By now, we have all heard about the ongoing battle in the USA over ByteDance’s famous app TikTok. How did a social media and video sharing app become such a problem? We asked our resident American attorney to offer a few insights into what is going on.

  • TikTok Timeline
    The August 6th Executive Order
    This order states that TikTok poses a national security concern to the United States because it theoretically could allow inappropriate access to the personal information of US citizens gathered through the app’s social media sharing functions.
    Based on this, President Trump exercised his authority under the International Emergency Economic Powers Act (IEEPA), which authorizes the President to restrict economic activities of foreign entities during a national emergency. Trump relied on his previous declaration in May of 2019 of a ‘national technological emergency’.
    The relevant clauses of this order ban ‘transactions’ with TikTok, beginning 45 days from the date of the order.
    Notably, ‘transactions’ is temporarily left undefined in the order. After day 45, and the US defines ‘transactions’, will investors be allowed to invest in TikTok? Will employees be precluded from earning salaries?
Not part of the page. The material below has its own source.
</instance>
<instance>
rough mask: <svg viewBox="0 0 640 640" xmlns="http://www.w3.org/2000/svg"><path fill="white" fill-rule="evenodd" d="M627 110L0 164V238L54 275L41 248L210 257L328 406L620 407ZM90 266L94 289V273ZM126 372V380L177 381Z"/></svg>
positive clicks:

All of this remains to be seen.

    The August 14th Executive Order
    This second order is based on different legal grounds, and centers on a formal finding by the Committee on Foreign Investment in the United States (CFIUS) that TikTok poses a national security threat to the United States.
    This finding carries with it harsh consequences:

  • The original acquisition by ByteDance of Music.ly is retroactively prohibited;
  • ByteDance is given 90 days to divest itself from all US operations and assets;
  • ByteDance must destroy all US-user data;
  • ByteDance must keep CFIUS apprised of its efforts to sell its operations;
  • ByteDance must allow federal agents to monitor its operations during these processes.
    One important difference between these orders is the timeline. The August 6th order allows for a 45-day transition period, while the latest order gives ByteDance 90, with a potential extension. This likely indicates that more time will be allowed for a sale to occur.

TikTok/ByteDance Lawsuit
Just the other day, TikTok/ByteDance filed a lawsuit against the US, seeking an injunction against enforcement of the August 6th executive order. They challenge it primarily on Constitutional grounds, alleging that the order deprives the company of due process and oversteps presidential power.
How that plays in Court remains to be seen, but it’s important to remember that the August 6th order and the August 14th order are predicated on different legal mechanisms entirely. In other words, neither order really supersedes or invalidates the other.
Quite interestingly, the company’s legal filing includes a window into the separate CFIUS inquiry that forms the basis of the August 14th order. Such inquiries are generally opaque, so it seems that TikTok/ByteDance is also using this filing to shed a little more light on the other outstanding actions it faces.
That said, even if we assume for a moment that TikTok/ByteDance prevails in this lawsuit, the second order is still hanging over its head, and that order is grounded in more commonly accepted powers related to CFIUS. Most notably, presidential actions like the August 14th EO related to CFIUS are subject to extremely limited judicial review, so TikTok/ByteDance will likely have a difficult time overcoming these efforts to force divestiture.

What does this all mean?
Regardless of outcome, the lawsuit lays out genuine constitutional and other legal concerns related to the August 6th order, considering the potentially wide-ranging repercussions of such executive actions. We will have to wait and see how the Courts handle it before speculating on what might happen to other similarly situated Chinese companies.
That said, the US is sending a strong signal, as it has been over the past several years, that it is taking an increasingly proactive posture on regulating foreign companies’ US investments.